By James Haynes

ATHENS — Ai Weiwei has made bringing attention to crises a lifelong effort. As the Chinese artist once told an interviewer, “If my art has nothing to do with people’s pain and sorrow, what is ‘art’ for?”

Most recently, he has been pointing attention toward Greece. He first visited Athens and the island of Lesbos last year, when thousands of refugees were washing ashore from Turkey daily . He quickly established a studio here, and in May the Museum of Cycladic Art in Athens showcased the studio’s work by opening the artist’s first major exhibition in Greece.

 

The show highlights how Ai has turned his critical focus from the Chinese government to the pain of the refugees. Visitors are greeted first by images from local Lesbos photographers who worked with Ai; the scenes they captured pop with the bright blue of the sea and the alarming orange of refugees’ life jackets

“The road of refugees is anything but easy,” asserts a quote from photographer Elias Markou on one of the wall displays, and the pictures offer proof: refugees arriving in packed boats washing onto rocky shores, huddling under blankets and waiting idly in tents.

The work’s geographic focus is particularly striking because here Ai’s lens is turned on Greece and other far-flung lands, rather than the artist’s homeland of China.

One of Ai’s most renowned works in the exhibit is a collection of photographs called “Study of Perspective.” In it, Ai’s left arm is shown making an obscene gesture towards a famous monument. In some photos, it is the Eiffel Tower or a church; in others still it is a Chinese icon such as Tiananmen Square.

This defiance toward authority and established institutions infuses Ai’s work. Though he lives in Beijing, Ai is an outspoken critic of the Chinese government and its repression of free speech and personal expression. Smithsonian Magazine has described his conceptual style of work as being “of only passing interest,” since “it seems little more than a diagram of some pre-conceived moral. . .which can stopper the imagination.”

This moral is often a critique of the Chinese government and the Communist Party, for placing their interests before those of its citizens.

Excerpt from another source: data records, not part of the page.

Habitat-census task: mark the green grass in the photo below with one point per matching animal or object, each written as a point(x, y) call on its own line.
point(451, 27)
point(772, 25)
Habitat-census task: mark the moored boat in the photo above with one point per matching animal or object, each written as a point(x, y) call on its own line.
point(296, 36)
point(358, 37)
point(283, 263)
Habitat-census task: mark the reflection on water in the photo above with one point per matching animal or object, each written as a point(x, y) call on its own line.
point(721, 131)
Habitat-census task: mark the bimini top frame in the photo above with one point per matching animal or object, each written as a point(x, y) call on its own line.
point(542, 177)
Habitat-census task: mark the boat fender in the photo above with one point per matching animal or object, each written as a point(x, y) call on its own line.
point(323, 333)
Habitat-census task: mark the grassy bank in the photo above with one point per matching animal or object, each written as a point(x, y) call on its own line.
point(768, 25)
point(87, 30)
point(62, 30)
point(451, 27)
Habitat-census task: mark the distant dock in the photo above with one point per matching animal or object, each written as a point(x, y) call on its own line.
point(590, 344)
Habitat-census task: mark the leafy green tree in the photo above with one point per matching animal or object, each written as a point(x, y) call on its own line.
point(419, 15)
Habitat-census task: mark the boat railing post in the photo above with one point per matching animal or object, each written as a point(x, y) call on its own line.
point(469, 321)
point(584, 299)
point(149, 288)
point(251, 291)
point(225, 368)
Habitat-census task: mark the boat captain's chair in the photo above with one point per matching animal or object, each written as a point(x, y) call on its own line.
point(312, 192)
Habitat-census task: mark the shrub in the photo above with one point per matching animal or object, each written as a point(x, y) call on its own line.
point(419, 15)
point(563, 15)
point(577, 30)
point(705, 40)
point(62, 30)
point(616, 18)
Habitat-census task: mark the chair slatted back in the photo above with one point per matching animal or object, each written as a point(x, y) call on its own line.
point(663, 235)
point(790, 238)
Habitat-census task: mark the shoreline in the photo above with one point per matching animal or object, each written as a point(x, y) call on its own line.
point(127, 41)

In “Dust to Dust,” a jar of the remains of a Neolithic Chinese pot that Ai ground to powder evokes the purposeful destruction of historic artifacts during the Chinese Cultural Revolution. “The Mask,” a marble sculpture of a gas mask, alludes to the heavy air pollution that millions of urban Chinese residents endure daily – a sign of the government ignoring the suffering of its citizens.

CHandalier

Chandelier (Joe Stephens)

Ai also takes on the new affection many Chinese have developed for material possessions. “Chandelier” is a branched copper tree dripping with crystal prisms, symbolizing the unstable prosperity and luxury that many Chinese people aspired toward after their government enacted economic reforms.

While Ai’s message of the need for increased human rights in China makes sense to many Westerners, those in China have a harder time hearing and seeing it. In the same way, the stories and plight of refugees are heard much more clearly in Europe than in the refugees’ home countries. It is by drawing out these stories that Ai continues to relate his work to the hardships felt by those crossing borders, from East to West.